Hezbollah, which enjoys support from Syria and Iran, has been pressing Hariri to disavow a UN probe into the 2005 assassinaton of his father, former premier Rafiq Hariri. Press reports speculated that the Special Tribunal for Lebanon was on the verge of indicting senior Hezbollah members.
Secretary of State Hillary Clinton, on a visit to Qatar, denounced the "transparent effort by those forces inside Lebanon as well as interests outside Lebanon to subvert justice and undermine Lebanon's stability and progress."
"We believe that the work of the special tribunal must go forward, so justice can be served and impunity ended," she said.
"We believe that the leaders of Lebanon have an ongoing responsibility to serve the interests of their own people, not outside forces."
Analysts saw Hezbollah's move as an attempt to humiliate not just Hariri but also the United States, which considers the virulently anti-Israeli movement to be terrorists.
US officials said that the administration was reaching out to France, Saudi Arabia and Egypt to plan the next move on Lebanon. Saudi Arabia and Syria had been leading months of efforts to mediate the crisis.
Clinton will consult with regional players on Thursday when she takes part in the "Forum on the Future" conference in Qatar, State Department spokesman Philip Crowley said in Washington.
Crowley said it was too early to see if Hariri could put together a new government.
"Obviously there's no guarantees at this point," Crowley told reporters. "We will hope that no element within Lebanese society takes advantage of this or tries to incite violence in the aftermath of this."
The White House statement said Hariri and Obama "specifically discussed united efforts with France, Saudi Arabia, and other key international and regional actors to maintain calm in Lebanon and ensure that the work of the tribunal continues unimpeded by third parties."
Crowley said it was "hard to say" if Syria had a role in the government's collapse, pointing out: "Syria has a history of interfering in Lebanese affairs."
The Obama administration, despite opposition in Washington from the rival Republican Party, has appointed an ambassador to Damascus as part of its policy of reaching out to adversaries, but also sharply criticized Syrian policy.

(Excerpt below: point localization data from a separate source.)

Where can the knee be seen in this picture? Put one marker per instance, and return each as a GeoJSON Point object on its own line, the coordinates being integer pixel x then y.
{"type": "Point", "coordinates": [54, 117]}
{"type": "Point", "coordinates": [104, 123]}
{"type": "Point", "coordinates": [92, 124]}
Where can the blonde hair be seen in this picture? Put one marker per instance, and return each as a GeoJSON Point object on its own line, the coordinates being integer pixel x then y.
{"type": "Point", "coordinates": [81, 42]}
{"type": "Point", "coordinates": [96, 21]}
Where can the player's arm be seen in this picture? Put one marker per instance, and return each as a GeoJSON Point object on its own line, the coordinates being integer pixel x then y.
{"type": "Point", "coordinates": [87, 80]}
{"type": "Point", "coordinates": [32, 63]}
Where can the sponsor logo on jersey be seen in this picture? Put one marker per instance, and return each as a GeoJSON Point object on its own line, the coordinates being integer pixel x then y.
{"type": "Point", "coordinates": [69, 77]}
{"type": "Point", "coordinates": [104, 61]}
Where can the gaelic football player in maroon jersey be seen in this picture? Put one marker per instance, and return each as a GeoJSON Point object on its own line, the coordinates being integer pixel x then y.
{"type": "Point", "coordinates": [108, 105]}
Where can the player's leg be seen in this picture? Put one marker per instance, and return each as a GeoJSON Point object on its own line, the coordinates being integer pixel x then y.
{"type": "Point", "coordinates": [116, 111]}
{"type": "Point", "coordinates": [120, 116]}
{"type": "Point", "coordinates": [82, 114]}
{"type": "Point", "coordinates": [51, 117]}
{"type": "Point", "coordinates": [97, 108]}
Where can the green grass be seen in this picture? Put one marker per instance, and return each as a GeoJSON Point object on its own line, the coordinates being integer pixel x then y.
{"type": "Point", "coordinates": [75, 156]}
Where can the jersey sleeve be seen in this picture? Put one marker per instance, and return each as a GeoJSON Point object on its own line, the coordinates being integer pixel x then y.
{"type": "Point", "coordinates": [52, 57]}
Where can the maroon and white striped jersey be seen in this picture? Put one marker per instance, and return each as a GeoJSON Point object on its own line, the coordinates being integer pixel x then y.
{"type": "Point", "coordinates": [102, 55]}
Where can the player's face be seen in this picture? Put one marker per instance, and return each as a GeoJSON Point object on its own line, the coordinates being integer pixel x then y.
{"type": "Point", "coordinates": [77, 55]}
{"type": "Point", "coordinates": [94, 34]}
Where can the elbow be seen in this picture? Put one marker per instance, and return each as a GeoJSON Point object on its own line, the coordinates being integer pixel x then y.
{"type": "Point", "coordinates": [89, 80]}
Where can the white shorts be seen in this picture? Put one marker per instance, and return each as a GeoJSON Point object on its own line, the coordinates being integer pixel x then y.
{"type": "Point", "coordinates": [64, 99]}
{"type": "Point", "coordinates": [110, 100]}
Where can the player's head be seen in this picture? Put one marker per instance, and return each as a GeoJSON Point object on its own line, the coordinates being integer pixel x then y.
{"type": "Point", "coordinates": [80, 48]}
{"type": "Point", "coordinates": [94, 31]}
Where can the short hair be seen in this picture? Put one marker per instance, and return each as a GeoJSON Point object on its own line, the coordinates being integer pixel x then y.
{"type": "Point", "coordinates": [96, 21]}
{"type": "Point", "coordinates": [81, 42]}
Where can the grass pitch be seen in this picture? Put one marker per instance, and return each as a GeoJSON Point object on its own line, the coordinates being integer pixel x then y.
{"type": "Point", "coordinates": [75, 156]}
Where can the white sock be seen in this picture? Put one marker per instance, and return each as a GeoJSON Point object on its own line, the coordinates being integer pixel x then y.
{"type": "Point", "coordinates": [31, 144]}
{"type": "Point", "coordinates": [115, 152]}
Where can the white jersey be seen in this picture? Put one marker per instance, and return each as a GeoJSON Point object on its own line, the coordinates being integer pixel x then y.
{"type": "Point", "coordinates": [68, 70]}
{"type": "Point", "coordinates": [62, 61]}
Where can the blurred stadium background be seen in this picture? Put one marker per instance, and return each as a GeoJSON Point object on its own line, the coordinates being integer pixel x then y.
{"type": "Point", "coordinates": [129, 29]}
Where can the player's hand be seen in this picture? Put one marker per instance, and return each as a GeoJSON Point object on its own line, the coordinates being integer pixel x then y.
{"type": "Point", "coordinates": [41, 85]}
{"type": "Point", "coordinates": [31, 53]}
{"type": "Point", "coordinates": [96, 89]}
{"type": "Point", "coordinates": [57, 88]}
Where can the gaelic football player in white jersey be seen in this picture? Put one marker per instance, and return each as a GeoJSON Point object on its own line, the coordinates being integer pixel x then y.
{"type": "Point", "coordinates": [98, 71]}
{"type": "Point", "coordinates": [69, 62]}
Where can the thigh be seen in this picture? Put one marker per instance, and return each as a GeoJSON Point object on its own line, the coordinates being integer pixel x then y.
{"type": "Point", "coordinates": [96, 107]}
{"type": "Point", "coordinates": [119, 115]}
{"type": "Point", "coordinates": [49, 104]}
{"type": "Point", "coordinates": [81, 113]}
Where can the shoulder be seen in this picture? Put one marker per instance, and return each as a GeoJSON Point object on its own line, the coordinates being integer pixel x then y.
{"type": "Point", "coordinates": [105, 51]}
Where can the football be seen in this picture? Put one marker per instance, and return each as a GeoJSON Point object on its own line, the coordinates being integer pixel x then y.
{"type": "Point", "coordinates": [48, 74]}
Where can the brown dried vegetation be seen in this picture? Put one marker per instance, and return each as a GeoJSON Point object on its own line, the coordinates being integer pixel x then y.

The United States has stood firm in support of the tribunal into the Hariri assassination, a pivotal event that set off street protests in Beirut leading Syria to withdraw troops after nearly three decades in Lebanon.

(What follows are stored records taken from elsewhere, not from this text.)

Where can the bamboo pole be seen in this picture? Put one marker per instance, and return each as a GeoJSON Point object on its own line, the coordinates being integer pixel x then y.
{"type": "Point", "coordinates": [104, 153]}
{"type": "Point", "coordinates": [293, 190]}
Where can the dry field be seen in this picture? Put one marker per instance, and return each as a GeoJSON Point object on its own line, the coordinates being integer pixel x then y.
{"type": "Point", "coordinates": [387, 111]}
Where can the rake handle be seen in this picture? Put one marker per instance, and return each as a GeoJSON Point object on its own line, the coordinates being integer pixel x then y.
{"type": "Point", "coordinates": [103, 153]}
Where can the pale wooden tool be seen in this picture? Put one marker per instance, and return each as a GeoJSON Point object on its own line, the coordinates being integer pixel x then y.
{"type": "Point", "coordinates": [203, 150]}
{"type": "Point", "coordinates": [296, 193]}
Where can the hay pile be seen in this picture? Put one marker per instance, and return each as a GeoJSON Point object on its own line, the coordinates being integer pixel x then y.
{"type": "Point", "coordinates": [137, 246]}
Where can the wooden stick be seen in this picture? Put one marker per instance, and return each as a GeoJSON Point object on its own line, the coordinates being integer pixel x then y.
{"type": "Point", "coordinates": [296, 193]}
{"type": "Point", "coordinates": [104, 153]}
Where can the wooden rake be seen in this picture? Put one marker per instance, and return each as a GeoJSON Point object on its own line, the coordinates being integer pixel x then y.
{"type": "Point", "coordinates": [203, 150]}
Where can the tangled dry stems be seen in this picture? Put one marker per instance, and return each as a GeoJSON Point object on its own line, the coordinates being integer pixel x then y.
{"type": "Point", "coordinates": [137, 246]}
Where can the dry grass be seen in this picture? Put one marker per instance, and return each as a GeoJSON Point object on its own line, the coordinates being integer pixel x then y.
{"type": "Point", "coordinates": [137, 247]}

"Hezbollah is presenting a false choice for Lebanon of justice or stability. We think that Lebanon deserves both," Crowley said.
But Graeme Bannerman, a Lebanon expert at the Washington-based Middle East Institute, said US insistence on the tribunal had backfired as it was clear many Shiites -- one of the country's three main groups -- would not accept it.
"Probably no one in the world wants the tribunal more than Hariri, but he has a whole series of other considerations. He can't govern without consensus" among the three groups, he said.
In backing the tribunal, the United States also has "an alternative agenda, which is to weaken Hezbollah and therefore Syria and Iran. It doesn't take into consideration how the Lebanese political system works."
"I think we are an essential part of Hariri's problem. I think we are making his life more difficult rather than easier."